Description
When they came to America, German immigrants left behind a trail of records familiar to everyone in genealogy, from births, marriages, and deaths to citizenship and census records, and from land and tax records to emigration records. The key to German genealogical research, of course, is to find out where these records are located, but since there are more than 2,000 national, state, and local repositories in Germany, to say nothing of church repositories and other private archives, such an undertaking is daunting if not downright impossible. We know there are records, but what good are they if we can’t find them? And these records stretch back to the Middle Ages, encompassing family history sources so vast in number and so scattered that the mind reels.
To overcome this challenge, a Brigham Young University project was launched in 1996 to identify the records of German emigrants by cataloguing the relevant record holdings in all the public and private archives in the Federal Republic of Germany. This book is the direct outgrowth of that ambitious project. Under the supervision of Professor Raymond Wright, approximately 2,000 national, state and local government archives, as well as private archives, were surveyed. Questionnaires were mailed to archivists asking them to identify their archives’ jurisdictions and to describe the records housed in their archives and the services provided by their staff. The returned questionnaires, supplemented by Internet searches, were used to create summaries of each archive’s jurisdictions, holdings, and services. The result of this massive survey, published here, is an exhaustive guide to family history sources in German archives at every level of jurisdiction, public and private. Anyone searching for data about people who lived in Germany in the past need only determine which archives today have jurisdiction over the records that were created by church or state institutions.
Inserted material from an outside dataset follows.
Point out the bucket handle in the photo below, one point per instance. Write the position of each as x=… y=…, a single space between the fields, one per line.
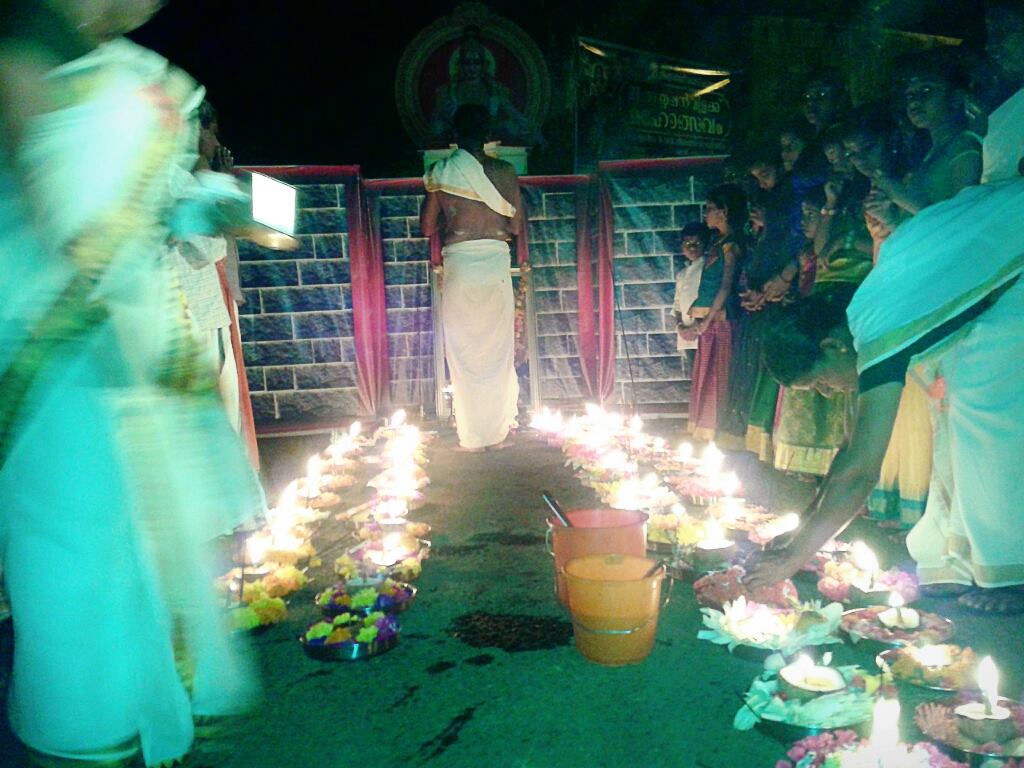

The questionnaire sent to German archivists asked specifically for information about each archive’s collections of vital records, religious records, military records, emigration records, passport records, censuses, and town and county records. Archivists were also asked to describe any published guides or inventories to their collections. Compiled in book form, the answers appear here in chapters dealing with the federal archives (Bundesarchive), religious archives, and the various archives in each of Germany’s sixteen states (Lander), including town (Kreisstadte), city (Stadtarchiv), and county archives (Kreis).
To facilitate the location of records in each archive or repository, the book is arranged in the following manner: Within each state chapter all entries are arranged in alphabetical order by the name of the city in which the archive is located. The first part of each chapter contains listings of state archives; next, all city and regional archives are listed. Church archives with jurisdictions within the state are in the third section, while the fourth section lists family archives. Last, all other archives in the state for which a questionnaire was returned, or a website found, are listed.
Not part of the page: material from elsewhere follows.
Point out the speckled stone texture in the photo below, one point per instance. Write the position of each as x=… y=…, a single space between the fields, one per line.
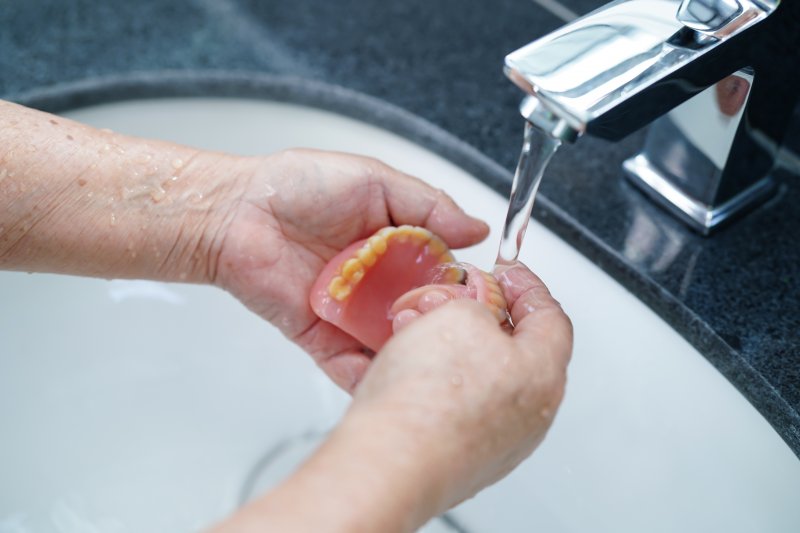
x=735 y=296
For each of the 2,000 archives, information is provided under the following headings:
- Name and Address of the Archive (including phone, fax, e-mail, and Internet)
- Jurisdiction of the Archive
- Organization of the Archive’s Records
- Published Guides or Descriptions of Collections
- Emigration Records
- Records of Churches or Religious Communities
- Civil Registration of Births, Marriages, and Deaths
- Civil Registration of Residents
- Records of Cities, Towns, and Districts
- Censuses
- Military Records
- Records from Former German Communities Now in Other Countries
Designed to answer the researcher’s most frequently asked questions regarding the type of records that exist and where such records can be found, this massive compilation holds the key to genealogical research in Germany. Comparisons abound, but Ancestors in German Archives closely resembles Ancestry’s Red Book in that it is an all-in-one directory to genealogical sources in all repositories in all places in one country. In this case, of course, it is a one-stop guide to genealogical sources in Germany, and it is clearly the most indispensable finding-aid ever published on the subject. Most importantly, it answers the fundamental questions about the very existence of genealogical records in Germany and paves the way for successful research.